Trollbooth Blog #6
If you haven’t been following my Trollbooth blog, you can catch up here.
I hit the century mark this morning! That’s right, 100 pages and counting, all typed up and in desperate need of shaping. That’s all right, for now, since that kind of rewriting comes in the third draft, not the second. Plus, it’s an accomplishment in itself; I managed to not fight myself and just transcribe, which is in line with my writing process.
More good news: I’m seeing light at the end of the tunnel. I can look ahead in my journal and see the end less than a hundred pages away. The story itself is settling into its final shape now, too. I always have a depressing time looking at the beginnings of my own novels because the ideas inevitably change as I figure out what works and doesn’t. It’s like knowing you have to clean a whole house, eventually, but the room you start in is the one with the biggest, nastiest mess. Trollbooth is becoming more coherent and consistent as I go on, so I’m taking the pluses where I can get them and trying to be happy about it.

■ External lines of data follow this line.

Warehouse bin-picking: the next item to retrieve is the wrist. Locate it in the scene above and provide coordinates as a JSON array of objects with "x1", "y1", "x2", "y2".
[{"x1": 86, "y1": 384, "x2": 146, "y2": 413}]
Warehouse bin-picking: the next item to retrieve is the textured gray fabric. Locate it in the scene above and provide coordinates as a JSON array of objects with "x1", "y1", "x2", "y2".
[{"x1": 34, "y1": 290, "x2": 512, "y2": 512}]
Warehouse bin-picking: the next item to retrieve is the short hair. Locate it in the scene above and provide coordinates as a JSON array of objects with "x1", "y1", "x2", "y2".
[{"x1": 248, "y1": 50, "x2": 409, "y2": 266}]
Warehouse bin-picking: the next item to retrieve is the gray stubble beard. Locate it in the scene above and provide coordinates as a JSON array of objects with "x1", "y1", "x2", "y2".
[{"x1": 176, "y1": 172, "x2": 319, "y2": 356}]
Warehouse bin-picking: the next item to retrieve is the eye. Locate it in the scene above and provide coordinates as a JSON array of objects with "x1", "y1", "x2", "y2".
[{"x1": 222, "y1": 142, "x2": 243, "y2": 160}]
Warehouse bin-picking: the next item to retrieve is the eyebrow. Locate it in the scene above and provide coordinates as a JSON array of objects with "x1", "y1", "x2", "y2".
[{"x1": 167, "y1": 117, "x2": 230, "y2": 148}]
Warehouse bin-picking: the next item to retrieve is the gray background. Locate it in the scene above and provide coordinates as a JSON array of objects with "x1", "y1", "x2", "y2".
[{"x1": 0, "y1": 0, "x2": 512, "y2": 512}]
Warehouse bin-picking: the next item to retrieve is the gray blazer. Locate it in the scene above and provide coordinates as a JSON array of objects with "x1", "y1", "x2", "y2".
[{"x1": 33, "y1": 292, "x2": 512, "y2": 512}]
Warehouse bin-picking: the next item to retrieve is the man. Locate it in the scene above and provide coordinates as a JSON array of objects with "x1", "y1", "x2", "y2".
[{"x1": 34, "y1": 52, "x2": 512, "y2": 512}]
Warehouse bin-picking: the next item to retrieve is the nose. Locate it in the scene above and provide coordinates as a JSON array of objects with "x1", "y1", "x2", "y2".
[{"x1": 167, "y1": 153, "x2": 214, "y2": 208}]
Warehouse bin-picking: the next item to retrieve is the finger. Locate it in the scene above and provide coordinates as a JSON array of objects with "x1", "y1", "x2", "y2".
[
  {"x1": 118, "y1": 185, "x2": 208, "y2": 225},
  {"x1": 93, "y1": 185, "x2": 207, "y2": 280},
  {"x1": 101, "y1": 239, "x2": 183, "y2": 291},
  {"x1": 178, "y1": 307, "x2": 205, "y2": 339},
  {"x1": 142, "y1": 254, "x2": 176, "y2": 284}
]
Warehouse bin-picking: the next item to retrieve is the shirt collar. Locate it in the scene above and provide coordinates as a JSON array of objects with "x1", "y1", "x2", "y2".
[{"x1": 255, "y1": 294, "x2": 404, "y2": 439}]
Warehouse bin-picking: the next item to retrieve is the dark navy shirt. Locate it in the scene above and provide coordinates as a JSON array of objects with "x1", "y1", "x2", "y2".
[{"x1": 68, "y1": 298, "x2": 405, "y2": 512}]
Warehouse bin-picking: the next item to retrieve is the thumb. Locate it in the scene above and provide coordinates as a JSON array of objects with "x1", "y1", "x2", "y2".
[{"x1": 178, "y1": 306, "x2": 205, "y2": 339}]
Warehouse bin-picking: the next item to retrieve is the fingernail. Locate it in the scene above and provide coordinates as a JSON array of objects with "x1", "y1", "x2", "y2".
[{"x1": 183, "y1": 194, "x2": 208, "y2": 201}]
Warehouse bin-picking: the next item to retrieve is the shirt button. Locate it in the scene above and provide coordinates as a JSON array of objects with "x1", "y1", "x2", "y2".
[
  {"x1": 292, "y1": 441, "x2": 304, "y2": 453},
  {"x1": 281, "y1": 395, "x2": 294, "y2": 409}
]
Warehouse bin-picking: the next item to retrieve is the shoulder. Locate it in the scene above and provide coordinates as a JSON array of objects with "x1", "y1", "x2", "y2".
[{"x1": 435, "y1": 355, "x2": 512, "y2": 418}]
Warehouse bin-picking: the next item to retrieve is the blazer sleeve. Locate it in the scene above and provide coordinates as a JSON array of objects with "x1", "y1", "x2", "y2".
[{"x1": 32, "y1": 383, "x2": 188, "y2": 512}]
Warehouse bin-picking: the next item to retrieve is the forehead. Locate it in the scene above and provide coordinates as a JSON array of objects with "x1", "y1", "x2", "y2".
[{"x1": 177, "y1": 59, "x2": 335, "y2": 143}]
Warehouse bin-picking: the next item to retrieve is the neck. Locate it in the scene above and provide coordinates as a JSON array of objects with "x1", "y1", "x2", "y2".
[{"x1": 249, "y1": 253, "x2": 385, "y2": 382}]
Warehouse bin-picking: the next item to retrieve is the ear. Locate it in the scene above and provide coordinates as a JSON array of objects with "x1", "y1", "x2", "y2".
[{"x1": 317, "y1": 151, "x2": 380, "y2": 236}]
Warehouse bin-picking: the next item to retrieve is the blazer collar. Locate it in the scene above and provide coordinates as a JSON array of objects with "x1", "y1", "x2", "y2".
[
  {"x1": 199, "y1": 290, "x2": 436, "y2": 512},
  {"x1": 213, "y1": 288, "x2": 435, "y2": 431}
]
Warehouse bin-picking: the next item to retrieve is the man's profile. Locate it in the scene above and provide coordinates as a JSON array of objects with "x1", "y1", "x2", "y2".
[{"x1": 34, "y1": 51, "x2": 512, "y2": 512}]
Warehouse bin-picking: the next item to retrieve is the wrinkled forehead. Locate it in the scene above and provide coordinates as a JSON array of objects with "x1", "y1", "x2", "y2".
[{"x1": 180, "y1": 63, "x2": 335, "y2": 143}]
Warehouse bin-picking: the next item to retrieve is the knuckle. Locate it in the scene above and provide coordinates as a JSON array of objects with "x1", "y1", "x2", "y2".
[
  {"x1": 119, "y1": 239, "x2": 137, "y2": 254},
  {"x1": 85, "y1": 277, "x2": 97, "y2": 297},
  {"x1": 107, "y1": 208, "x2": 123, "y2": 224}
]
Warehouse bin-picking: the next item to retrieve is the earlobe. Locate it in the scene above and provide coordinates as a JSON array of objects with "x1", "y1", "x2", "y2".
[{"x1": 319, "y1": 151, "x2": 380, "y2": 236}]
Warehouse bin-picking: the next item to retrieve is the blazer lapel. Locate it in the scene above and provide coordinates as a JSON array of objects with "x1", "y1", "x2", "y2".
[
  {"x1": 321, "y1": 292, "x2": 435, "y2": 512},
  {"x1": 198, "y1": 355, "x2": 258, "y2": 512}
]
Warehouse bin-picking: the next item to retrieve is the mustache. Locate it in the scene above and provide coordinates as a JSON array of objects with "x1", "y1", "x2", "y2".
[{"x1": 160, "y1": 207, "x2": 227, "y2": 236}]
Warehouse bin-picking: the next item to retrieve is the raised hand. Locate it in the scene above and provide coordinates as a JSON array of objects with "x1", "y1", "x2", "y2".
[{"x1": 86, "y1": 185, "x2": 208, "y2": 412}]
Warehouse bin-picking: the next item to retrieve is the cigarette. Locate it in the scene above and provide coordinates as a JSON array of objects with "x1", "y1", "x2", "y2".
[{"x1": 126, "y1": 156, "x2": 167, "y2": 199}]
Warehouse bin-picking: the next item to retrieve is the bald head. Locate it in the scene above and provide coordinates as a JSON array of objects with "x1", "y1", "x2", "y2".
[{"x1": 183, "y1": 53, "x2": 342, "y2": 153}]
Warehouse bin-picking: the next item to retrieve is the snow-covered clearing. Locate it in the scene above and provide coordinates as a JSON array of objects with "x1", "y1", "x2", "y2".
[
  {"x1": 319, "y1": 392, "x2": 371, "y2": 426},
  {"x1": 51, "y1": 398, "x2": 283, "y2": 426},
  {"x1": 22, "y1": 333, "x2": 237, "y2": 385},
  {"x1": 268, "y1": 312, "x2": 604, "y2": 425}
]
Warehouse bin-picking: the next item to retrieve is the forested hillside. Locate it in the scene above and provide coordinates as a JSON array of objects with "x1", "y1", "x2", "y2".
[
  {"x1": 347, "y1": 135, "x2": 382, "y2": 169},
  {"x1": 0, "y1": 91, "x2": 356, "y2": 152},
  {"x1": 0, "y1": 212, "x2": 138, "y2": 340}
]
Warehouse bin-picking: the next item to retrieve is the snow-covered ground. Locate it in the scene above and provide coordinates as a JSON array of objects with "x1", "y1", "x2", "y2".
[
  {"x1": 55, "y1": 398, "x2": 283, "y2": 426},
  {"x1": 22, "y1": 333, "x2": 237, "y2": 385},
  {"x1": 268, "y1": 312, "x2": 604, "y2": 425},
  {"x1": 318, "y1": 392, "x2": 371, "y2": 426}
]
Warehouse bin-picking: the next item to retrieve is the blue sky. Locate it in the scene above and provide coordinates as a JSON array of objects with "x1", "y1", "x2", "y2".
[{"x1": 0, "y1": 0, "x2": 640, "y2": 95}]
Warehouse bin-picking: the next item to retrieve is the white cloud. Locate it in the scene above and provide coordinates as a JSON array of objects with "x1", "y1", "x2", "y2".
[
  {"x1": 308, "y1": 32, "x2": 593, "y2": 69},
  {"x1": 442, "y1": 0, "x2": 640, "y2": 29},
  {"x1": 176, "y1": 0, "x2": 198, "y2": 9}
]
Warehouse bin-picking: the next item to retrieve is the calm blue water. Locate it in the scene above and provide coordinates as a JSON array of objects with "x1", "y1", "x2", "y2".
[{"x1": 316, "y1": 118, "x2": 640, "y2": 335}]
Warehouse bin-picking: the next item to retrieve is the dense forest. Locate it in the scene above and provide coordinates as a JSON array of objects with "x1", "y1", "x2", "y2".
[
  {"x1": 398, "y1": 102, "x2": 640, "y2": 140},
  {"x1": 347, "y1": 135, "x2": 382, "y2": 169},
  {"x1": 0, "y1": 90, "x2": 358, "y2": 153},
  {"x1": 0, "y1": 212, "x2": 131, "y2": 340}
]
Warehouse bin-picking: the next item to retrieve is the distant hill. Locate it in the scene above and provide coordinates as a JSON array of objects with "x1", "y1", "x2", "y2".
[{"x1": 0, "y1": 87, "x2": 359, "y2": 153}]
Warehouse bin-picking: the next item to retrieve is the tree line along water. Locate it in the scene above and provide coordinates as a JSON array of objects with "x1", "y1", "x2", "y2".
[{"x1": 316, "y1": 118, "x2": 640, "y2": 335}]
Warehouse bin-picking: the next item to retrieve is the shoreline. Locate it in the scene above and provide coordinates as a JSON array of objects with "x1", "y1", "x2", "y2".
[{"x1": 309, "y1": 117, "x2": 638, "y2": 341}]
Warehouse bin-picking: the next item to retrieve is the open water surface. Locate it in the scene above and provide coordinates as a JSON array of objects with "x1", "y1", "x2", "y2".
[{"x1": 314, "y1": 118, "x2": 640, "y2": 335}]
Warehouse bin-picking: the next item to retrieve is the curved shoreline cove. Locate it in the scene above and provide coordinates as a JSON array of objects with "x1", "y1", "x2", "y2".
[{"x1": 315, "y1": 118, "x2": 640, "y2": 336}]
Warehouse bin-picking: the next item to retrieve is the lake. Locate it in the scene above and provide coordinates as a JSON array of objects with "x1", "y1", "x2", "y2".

I also fought a sense of needing to catch up this week. Having endured illness, I feel like I’m behind on where I want to be. That makes me want to type faster, but everybody whole does any serious typing knows there’s only so high a rate of speed you can type at before you just start stroking the wrong keys more often than not. I don’t mind a heavy spellcheck at the end of every session (I walk the speed line every day), but I can’t stand sitting here at my desk going, What the fuck does jsyenaka mean?
I’ve also made a setup change on my desk. Up until the middle of last week, I’ve had my journal propped to the left of my two monitors. Naturally, that led to me keeping my head turned left – a lot. My neck started getting sore. It also felt like I was looking at the screen too much, just to relieve the muscle strain. That led to distraction by typo, or me rereading what I just typed, which takes me out of the transcription game. I solved the problem by moving my journal and stand in front of the left monitor and sliding the document over to the right monitor. This way, what I’m working on is right in front of me, and I can still glance at the draft on the screen to make sure I didn’t do something stupid like write two pages in italics.
Overall, I feel good about the novel. It’s gonna be short, but it’s got life in it. Weird without being gross, which is yet another line I walk. Luckily, that’s the kind of thing I enjoy.